Nick Cave And The Bad Seeds - Dig, Lazarus, Dig!!! (2008)
Ich liebe das Album, vielleicht auch, weil es eines der letzten war, bevor ihn persönliche Tragödien heimgesucht haben. Ich mag allerdings auch seine letzten Platten, und überhaupt gefallen mir seine späteren Werke besser. Ich höre mir seine frühen Sachen an und hoffe, dass ich eine Verbindung spüre, aber sie ist einfach nicht da. Vielleicht liegt das daran, dass mir der Punk-Background fehlt? Ich mag sie, aber nicht annähernd so sehr wie seine letzten Alben. "Dig, Lazarus, Dig!!!" ist für mich ein Paradebeispiel dafür, wozu er in erster Linie als Texter, aber auch als Performer in der Lage ist. Anfangs habe ich Nick Cave vorschnell abgetan - du hörst die Texte und denkst: Naja, er mag halt Tom Waits! Oder du siehst ihn auf der Bühne: Aha, er findet Mick Jagger toll! -, aber das ist nur die Spitze des Eisbergs. Langsam, aber sicher ist er zu einem meiner Lieblings-Singer/Songwriter geworden, ganz einfach, weil er so einzigartig und so furchtlos ist. In den letzten Jahrzehnten ist es in Mode gekommen, immer stärker ironisch zu sein und Gefühle zu verschleiern. Nimm nur mal Jeff Tweedy. Ich liebe seine Musik, aber seine Songs werden mit der Zeit immer abstrakter. Nick Cave dagegen gelingt es, Ernsthaftigkeit, Direktheit und Emotionalität unglaublich cool klingen zu lassen.
Los Lobos - Kiko (1992)
Die Platte habe ich letztens nach langer Zeit zum ersten Mal wieder gehört, nachdem ich früher geradezu besessen davon war. Die Songs sind herrlich simpel und die Texte spielen für mich keine große Rolle - nicht, dass sie schlecht wären, aber sie besitzen für mich keine besondere Anziehungskraft -, aber die Produktion! Die Art, wie sie Kompression bei den Percussions einsetzen, dieser völlig wilde Gitarrensound und die Harmonien im Hintergrund - manchmal klingt das für mich etwa so, als würde jemand die Tugenden von Fleetwood Macs "Tusk" auf ein lateinamerikanisches Album anwenden. Es ist allerdings nicht so, dass ich Musik heute ausschließlich mit den Ohren eines Musikers höre. Nimm nur mal die Beatles: Das Gesamtbild ist so wunderschön und perfekt, dass es mir bisweilen schwerfällt zu ergründen, warum genau ich ein Lied mag. Bei Warren Zevon, der einer meiner liebsten Singer/Songwriter ist, klingen die Songs oft fürchterlich, weil die Produktion und die Performance so schlecht sind. Aber wenn du dir eine Gitarre schnappst und die Lieder nur für dich selbst singst, dann wird dir sofort klar, dass all seine Songs Spitzenklasse sind. Es gibt also durchaus Situationen, in denen ich mich als Hörer den Songs eher wie ein Chirurg nähere, aber das kann ich an- und ausschalten. Bei Los Lobos und "Kiko" steht für mich in der Tat der Sound im Vordergrund und damit die Frage: Wie zum Teufel haben sie das bloß hinbekommen?
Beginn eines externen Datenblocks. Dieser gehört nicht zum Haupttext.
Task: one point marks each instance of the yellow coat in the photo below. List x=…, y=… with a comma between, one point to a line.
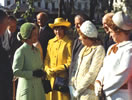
x=58, y=54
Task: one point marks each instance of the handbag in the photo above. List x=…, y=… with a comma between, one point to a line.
x=46, y=85
x=61, y=84
x=101, y=95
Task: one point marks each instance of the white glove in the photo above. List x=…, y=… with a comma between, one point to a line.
x=98, y=87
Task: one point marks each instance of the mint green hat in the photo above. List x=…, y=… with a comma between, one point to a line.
x=26, y=30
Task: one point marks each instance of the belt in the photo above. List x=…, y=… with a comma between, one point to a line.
x=125, y=86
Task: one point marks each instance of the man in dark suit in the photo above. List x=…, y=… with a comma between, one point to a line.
x=108, y=41
x=10, y=43
x=45, y=33
x=4, y=65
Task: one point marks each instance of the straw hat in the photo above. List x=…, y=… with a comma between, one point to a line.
x=59, y=22
x=122, y=20
x=89, y=29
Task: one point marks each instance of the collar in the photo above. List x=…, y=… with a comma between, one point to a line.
x=86, y=50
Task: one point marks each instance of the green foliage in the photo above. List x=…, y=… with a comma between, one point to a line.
x=17, y=8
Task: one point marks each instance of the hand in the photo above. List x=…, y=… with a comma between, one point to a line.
x=38, y=73
x=50, y=72
x=98, y=87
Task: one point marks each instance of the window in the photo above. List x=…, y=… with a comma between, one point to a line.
x=39, y=4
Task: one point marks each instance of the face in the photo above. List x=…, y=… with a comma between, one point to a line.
x=34, y=36
x=114, y=35
x=12, y=25
x=78, y=22
x=41, y=20
x=59, y=32
x=3, y=26
x=85, y=40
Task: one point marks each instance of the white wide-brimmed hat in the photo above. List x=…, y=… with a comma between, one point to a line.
x=122, y=20
x=89, y=29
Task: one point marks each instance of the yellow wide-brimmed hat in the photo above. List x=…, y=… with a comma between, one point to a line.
x=59, y=22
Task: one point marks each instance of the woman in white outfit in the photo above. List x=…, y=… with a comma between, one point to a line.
x=89, y=62
x=116, y=72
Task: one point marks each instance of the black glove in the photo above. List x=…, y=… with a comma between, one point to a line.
x=38, y=73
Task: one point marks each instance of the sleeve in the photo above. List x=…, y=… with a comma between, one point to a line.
x=18, y=64
x=122, y=73
x=68, y=53
x=47, y=58
x=94, y=68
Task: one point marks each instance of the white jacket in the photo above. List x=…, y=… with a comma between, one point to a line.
x=117, y=68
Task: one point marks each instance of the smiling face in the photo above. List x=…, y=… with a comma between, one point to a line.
x=85, y=40
x=59, y=32
x=78, y=22
x=3, y=25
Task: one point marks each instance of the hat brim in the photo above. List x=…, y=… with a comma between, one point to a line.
x=66, y=24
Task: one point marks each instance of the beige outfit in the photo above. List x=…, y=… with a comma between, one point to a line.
x=88, y=65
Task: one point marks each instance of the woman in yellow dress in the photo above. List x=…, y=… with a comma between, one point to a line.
x=58, y=54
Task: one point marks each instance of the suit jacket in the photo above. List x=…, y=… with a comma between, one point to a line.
x=89, y=63
x=117, y=68
x=77, y=46
x=44, y=36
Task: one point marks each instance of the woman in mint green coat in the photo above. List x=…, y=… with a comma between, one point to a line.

Joni Mitchell - Night Ride Home (1991)
Das ist eine Platte, die mich vor einigen Jahren wirklich überrascht hat, weil ich sie zuvor nie gehört hatte. Es wird oft davon gesprochen, wie Joni nach ihren 80er-Jahre-Exkursionen wieder zu ihrem ursprünglichen Sound zurückgekehrt ist. Den meisten kommt da "Turbulent Indigo" in den Sinn, weil sie dafür einen Grammy bekommen hat. Für mich dagegen ist erst "Night Ride Home" ihre wirkliche Rückkehr - und die bessere Platte: die Qualität des Songwritings, der Fluss des Albums, der Klang, die Performance. Das soll nicht heißen, dass ich "Turbulent Indigo" für schlecht halte - Joni ist die Beste und wir vergleichen hier eine großartige Platte mit der anderen -, aber ich bevorzuge "Night Ride Home". Das Tolle daran, diese Platte spät zu entdecken, war, dass ich nicht wusste, dass es noch mehr Joni-Musik gab, die ich genauso toll finde wie "Hejira" oder "Hissing Of Summer Lawns". Ich frage mich oft, was sie dazu bewegt hat, sich ihrem alten Sound wieder anzunähern, nachdem sie sich jahrelang aggressiv dagegen gewehrt hatte. Es stimmt, dass viele Künstler in den 80ern vom Weg abgekommen sind, aber auch wenn du Jonis Lieder dieser Phase auf ihr Grundgerüst reduzierst, sind sie einfach nicht so gut wie das, was sie zuvor gemacht hat. Anders dagegen bei Bob Dylan. Seine Platten in den 80ern klangen viel scheußlicher als die von Joni, aber wenn du die Produktion weglässt, verbergen sich dahinter immer noch großartige Songs.
The Rolling Stones - Some Girls (1978)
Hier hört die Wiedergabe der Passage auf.